La pandemia ci sta facendo ingrassare?

Sì, stress, preoccupazione, ansia, depressione, noia e lo stare in molto tempo in casa favoriscono comportamenti di alimentazione incontrollata, in molti casi anche notturna! Aggiungiamoci pure il non praticare attività fisica e le tante ore passate al telefono o pc, i disturbi del sonno, tutte cose che alterano il metabolismo. L’obesità a sua volta poi è un fattore di rischio per avere una forma più grave di Covid-19!

A Natale col coprifuoco?

Credo proprio di sì. Abbassare la guardia a Natale significherebbe annullare i sacrifici fatti finora, come è accaduto questa estate. Secondo le proiezioni dell’ECDC (il Centro Europeo di Prevenzione e Controllo delle Malattie), se i Paesi europei revocassero le misure di restrizione dei contatti il 21 dicembre, verrebbe registrato un successivo aumento dei ricoveri ospedalieri per Covid-19 già a partire dalla prima settimana di gennaio 2021; se invece le misure venissero revocate il 7 dicembre, l’aumento dei ricoveri potrebbe iniziare prima del 24 dicembre.

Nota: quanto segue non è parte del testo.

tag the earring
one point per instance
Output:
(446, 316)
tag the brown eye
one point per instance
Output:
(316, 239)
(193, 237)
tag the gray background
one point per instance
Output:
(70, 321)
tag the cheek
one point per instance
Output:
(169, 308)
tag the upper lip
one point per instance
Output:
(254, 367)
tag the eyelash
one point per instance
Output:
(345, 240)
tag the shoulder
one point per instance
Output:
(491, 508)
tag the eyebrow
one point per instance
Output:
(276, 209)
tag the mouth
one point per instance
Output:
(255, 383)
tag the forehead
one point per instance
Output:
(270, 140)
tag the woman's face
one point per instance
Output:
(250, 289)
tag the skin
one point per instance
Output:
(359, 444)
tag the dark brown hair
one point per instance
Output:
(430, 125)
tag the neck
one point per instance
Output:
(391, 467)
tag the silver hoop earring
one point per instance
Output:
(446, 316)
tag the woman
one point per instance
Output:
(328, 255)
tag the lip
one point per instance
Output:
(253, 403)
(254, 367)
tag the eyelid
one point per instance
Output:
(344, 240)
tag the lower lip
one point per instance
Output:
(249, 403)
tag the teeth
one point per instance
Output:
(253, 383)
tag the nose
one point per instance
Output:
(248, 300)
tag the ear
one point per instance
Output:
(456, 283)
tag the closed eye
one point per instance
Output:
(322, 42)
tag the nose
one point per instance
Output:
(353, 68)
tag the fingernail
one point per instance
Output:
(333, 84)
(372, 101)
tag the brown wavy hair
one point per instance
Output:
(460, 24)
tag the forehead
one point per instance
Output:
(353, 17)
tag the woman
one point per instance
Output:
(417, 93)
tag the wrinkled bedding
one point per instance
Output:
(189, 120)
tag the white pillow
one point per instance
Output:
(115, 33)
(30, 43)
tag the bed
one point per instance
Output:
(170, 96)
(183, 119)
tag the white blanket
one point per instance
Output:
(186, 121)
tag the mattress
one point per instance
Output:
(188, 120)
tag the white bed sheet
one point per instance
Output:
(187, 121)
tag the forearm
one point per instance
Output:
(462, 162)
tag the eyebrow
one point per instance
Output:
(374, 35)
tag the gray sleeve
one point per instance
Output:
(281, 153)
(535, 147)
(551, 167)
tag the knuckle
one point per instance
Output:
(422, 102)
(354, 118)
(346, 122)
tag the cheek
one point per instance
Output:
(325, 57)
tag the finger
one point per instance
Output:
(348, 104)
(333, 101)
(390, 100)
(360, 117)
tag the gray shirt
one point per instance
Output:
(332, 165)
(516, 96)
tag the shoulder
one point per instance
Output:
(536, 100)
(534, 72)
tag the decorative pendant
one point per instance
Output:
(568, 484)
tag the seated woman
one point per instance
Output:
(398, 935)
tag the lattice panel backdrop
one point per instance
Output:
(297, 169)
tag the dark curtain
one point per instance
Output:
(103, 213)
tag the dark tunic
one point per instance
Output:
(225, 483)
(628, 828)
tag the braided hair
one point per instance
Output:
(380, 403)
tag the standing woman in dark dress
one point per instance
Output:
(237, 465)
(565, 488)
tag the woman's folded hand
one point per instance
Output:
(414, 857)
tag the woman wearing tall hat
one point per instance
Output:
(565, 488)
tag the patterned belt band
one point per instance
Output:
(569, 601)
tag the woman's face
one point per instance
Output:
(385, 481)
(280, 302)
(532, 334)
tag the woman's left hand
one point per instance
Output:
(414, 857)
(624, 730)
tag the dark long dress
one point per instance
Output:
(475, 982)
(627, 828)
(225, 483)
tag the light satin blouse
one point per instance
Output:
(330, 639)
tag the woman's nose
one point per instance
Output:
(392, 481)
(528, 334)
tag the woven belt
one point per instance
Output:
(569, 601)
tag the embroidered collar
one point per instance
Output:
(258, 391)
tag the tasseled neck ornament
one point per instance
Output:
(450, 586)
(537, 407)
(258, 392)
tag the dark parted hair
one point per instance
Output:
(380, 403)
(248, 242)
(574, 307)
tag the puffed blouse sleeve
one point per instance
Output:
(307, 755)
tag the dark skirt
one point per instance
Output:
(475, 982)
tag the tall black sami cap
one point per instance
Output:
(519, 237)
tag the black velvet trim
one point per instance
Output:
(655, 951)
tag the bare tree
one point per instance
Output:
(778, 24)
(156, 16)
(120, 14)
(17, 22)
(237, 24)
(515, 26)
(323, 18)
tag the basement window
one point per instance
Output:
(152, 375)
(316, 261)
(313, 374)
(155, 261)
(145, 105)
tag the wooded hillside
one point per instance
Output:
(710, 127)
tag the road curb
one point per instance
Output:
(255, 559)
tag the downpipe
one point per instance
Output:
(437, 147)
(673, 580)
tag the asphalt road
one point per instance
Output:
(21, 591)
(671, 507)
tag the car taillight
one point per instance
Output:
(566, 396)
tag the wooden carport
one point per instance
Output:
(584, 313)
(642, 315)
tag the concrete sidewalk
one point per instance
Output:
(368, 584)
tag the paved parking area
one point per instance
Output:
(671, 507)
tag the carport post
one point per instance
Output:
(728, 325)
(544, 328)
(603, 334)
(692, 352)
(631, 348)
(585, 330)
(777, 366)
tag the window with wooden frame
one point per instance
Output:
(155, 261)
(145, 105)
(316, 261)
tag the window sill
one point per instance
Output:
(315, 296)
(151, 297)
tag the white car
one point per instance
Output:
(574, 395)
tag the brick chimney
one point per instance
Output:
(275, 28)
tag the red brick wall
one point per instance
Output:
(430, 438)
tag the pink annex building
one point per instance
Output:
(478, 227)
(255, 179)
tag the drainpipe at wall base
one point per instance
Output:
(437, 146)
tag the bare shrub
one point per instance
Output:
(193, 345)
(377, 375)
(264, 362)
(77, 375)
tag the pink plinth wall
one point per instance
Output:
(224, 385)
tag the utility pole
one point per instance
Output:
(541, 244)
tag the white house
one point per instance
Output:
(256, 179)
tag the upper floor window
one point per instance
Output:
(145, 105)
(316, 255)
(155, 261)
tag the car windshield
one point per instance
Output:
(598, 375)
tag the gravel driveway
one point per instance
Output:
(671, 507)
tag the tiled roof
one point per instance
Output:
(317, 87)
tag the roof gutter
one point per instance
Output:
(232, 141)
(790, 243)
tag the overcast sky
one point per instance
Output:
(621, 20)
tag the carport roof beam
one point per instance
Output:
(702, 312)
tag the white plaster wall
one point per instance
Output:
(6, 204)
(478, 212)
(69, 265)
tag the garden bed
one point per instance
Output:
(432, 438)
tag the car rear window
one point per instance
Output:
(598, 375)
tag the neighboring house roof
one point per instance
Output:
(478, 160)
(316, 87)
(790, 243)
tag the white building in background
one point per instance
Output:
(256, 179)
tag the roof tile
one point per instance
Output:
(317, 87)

Quando torneremo alla nostra vita?

Eh, non ancora. La situazione migliora, ma le autorità sanitarie raccomandano che questo andamento non debba portare a un rilassamento prematuro delle misure o a un abbassamento dell’attenzione nei comportamenti, quali la drastica riduzione delle interazioni fisiche tra le persone, l’evitamento di tutte le occasioni di contatto con persone al di fuori del proprio nucleo abitativo che non siano strettamente necessarie, il rimanere a casa il più possibile e restringere le movimentazioni sociali. Attendiamo i vaccini, le terapie con anticorpi monoclonali, l’adattamento del virus all’organismo umano.

Le scuole devono riaprire?

Le Regioni chiedono di rimandare al 7 gennaio.

Per il controllo della pandemia è sicuramente meglio che siano chiuse, ma per i bambini e ragazzi è una grande perdita di opportunità che non tornano più indietro.